The release flow itself paid off in this session for the first time. We shipped fourteen tagged releases — v0.2.37 through v0.2.50 — through the public-snapshot script in a single sitting, each one a small fix that the demo VPS pulled within minutes. The script does its safety scans (personal-data and third-party-branding patterns) before snapshotting, so a few of the iterations caught me about to ship something I shouldn't. One of those near-misses was the seed album's copyright field; another was a tour step that had been quoting a third-party tool by name. Both got rewritten before they left the laptop.
There's a release-discipline lesson sitting in those fourteen tags too.

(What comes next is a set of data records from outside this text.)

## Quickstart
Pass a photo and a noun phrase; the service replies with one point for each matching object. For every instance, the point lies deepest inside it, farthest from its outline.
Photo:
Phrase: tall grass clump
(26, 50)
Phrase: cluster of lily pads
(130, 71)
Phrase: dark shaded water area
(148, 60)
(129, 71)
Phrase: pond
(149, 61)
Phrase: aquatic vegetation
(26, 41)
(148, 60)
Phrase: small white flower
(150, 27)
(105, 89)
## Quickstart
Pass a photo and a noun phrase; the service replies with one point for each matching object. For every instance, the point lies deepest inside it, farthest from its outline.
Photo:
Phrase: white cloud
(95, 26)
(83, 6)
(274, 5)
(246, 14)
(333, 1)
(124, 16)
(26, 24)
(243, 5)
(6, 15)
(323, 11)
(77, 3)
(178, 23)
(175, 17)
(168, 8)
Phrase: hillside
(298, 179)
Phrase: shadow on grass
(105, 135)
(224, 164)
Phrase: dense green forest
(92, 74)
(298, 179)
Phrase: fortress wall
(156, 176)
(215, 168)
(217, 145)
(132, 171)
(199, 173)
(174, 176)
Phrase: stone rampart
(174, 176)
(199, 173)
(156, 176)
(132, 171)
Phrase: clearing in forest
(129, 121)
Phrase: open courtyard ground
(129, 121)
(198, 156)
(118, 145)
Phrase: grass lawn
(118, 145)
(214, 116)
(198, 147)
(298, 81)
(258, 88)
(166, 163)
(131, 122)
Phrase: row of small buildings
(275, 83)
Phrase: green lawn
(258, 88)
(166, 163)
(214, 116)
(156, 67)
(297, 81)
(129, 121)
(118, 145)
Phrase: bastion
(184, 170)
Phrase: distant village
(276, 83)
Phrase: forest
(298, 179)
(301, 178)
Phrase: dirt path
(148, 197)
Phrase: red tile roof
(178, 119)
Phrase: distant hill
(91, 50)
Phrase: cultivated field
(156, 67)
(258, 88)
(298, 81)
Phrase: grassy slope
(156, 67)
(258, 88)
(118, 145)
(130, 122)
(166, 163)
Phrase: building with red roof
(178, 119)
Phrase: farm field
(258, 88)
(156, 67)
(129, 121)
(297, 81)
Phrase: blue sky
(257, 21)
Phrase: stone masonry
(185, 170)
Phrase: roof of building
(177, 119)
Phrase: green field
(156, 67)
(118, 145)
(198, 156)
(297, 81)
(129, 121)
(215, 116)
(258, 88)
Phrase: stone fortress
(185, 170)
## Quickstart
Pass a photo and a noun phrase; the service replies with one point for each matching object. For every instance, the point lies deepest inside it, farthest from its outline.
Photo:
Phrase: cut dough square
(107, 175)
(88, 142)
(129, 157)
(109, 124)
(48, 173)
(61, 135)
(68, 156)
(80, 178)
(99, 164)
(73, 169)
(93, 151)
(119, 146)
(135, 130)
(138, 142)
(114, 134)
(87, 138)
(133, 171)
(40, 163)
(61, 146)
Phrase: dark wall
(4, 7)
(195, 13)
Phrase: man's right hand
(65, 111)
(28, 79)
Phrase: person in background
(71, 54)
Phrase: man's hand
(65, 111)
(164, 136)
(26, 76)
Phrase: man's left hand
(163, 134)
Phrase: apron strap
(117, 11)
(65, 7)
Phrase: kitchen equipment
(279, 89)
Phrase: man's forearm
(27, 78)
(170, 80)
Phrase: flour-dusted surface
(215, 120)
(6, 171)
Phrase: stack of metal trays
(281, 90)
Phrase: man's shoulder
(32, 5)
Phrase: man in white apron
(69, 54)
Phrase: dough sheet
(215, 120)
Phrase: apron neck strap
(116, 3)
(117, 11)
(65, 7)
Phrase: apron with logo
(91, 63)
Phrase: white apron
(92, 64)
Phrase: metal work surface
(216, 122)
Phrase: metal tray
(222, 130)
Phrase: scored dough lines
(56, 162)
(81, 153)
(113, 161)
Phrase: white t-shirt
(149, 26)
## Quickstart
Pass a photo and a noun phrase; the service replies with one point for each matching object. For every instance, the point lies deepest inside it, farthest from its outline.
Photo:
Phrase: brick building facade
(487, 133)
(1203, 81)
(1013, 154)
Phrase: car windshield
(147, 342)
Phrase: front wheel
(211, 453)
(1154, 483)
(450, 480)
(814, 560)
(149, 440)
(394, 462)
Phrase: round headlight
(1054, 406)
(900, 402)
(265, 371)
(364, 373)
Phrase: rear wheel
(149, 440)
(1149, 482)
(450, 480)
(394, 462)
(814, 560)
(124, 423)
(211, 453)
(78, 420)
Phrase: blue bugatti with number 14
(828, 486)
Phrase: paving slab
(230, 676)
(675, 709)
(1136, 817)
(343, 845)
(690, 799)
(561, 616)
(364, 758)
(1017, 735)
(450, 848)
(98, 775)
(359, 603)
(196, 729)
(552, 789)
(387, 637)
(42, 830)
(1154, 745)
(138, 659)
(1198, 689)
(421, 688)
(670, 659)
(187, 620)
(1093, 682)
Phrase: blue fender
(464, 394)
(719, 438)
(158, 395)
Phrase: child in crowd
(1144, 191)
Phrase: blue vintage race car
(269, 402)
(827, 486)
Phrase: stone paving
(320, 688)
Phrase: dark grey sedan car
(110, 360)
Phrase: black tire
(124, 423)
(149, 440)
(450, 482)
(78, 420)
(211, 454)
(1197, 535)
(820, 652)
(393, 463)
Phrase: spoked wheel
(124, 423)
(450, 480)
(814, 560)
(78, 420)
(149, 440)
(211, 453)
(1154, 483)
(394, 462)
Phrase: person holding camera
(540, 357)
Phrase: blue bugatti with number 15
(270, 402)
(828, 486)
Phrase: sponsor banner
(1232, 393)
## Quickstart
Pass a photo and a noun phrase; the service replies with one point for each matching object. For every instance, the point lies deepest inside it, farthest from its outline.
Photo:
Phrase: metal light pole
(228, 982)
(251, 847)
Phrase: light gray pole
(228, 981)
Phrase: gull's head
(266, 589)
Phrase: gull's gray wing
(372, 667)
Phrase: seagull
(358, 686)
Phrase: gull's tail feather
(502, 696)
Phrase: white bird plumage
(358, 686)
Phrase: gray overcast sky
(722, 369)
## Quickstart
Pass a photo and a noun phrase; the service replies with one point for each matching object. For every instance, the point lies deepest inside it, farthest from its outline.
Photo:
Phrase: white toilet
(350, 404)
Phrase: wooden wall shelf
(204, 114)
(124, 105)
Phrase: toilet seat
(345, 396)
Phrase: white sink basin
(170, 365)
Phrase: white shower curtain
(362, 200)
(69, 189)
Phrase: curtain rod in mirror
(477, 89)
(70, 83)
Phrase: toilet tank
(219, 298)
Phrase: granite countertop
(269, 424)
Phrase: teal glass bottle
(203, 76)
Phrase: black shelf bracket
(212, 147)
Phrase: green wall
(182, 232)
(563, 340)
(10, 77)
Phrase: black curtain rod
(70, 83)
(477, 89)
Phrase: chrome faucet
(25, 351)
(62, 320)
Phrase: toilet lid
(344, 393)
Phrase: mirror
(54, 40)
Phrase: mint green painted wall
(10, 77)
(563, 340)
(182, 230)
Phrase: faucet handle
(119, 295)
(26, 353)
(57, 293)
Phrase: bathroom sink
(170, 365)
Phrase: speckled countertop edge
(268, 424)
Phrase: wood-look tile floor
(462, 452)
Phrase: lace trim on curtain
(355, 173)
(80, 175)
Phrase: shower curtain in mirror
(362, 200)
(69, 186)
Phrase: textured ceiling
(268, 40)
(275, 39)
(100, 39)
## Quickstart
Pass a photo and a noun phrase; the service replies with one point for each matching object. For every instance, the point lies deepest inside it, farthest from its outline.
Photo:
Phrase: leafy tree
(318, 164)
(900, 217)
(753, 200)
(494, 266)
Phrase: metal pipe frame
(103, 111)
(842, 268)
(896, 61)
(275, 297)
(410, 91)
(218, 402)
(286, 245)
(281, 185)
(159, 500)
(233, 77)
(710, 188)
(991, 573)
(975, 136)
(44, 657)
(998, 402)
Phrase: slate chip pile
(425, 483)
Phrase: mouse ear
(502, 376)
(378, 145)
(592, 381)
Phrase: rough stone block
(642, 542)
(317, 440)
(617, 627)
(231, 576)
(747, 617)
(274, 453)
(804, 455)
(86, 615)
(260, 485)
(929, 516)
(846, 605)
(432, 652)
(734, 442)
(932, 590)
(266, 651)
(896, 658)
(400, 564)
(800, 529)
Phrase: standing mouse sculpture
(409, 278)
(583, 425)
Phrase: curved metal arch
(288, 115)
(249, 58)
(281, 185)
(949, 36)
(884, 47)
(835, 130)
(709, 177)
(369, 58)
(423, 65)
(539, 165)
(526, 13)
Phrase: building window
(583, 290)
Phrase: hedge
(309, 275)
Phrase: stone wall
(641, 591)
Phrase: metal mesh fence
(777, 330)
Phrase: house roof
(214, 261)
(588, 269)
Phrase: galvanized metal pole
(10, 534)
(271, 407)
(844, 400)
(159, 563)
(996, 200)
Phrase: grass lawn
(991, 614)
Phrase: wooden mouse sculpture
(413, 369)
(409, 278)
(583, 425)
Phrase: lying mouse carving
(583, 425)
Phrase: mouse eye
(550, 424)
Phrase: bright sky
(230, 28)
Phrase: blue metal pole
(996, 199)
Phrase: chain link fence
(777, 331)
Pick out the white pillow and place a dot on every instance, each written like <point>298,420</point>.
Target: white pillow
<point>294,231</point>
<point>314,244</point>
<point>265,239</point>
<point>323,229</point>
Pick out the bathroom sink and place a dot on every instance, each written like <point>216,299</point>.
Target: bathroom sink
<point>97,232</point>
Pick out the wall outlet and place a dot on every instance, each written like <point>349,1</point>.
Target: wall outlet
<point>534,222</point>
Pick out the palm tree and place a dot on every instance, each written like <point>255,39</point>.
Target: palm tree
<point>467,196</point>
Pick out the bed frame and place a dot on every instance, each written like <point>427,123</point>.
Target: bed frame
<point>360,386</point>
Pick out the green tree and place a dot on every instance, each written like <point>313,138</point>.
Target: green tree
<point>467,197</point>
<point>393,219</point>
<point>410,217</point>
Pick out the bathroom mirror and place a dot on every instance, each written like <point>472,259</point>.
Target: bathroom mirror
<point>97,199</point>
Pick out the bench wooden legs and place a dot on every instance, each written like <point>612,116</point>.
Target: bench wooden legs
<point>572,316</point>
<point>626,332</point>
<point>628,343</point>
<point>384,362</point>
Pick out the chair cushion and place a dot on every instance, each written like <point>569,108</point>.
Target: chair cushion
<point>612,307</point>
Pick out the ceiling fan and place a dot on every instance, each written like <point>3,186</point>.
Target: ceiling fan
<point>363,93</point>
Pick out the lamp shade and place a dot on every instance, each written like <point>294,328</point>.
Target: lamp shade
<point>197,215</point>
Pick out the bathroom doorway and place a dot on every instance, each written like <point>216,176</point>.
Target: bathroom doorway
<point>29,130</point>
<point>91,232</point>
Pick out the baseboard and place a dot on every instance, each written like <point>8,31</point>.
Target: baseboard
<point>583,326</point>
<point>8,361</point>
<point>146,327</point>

Four of them earlier in the week — v0.2.7 through v0.2.10 — had been wasted on the same mistake: pushing a public release without first running an import-test on the changed modules locally. By the time the VPS pulled the snapshot, a missing import or a typo would surface as a 500 on a real visitor instead of a python -c error on my laptop. The fix is mechanical and was added as a memory entry rather than a script: before any release, smoke-test the changed modules with a one-line import. The pattern stays in the head, not in the toolchain, because every release is small enough that the discipline lives in the wrist.
The system is starting to be something a stranger could use, which is a different bar than "something I can use." Most of this session was about closing the gap between the two.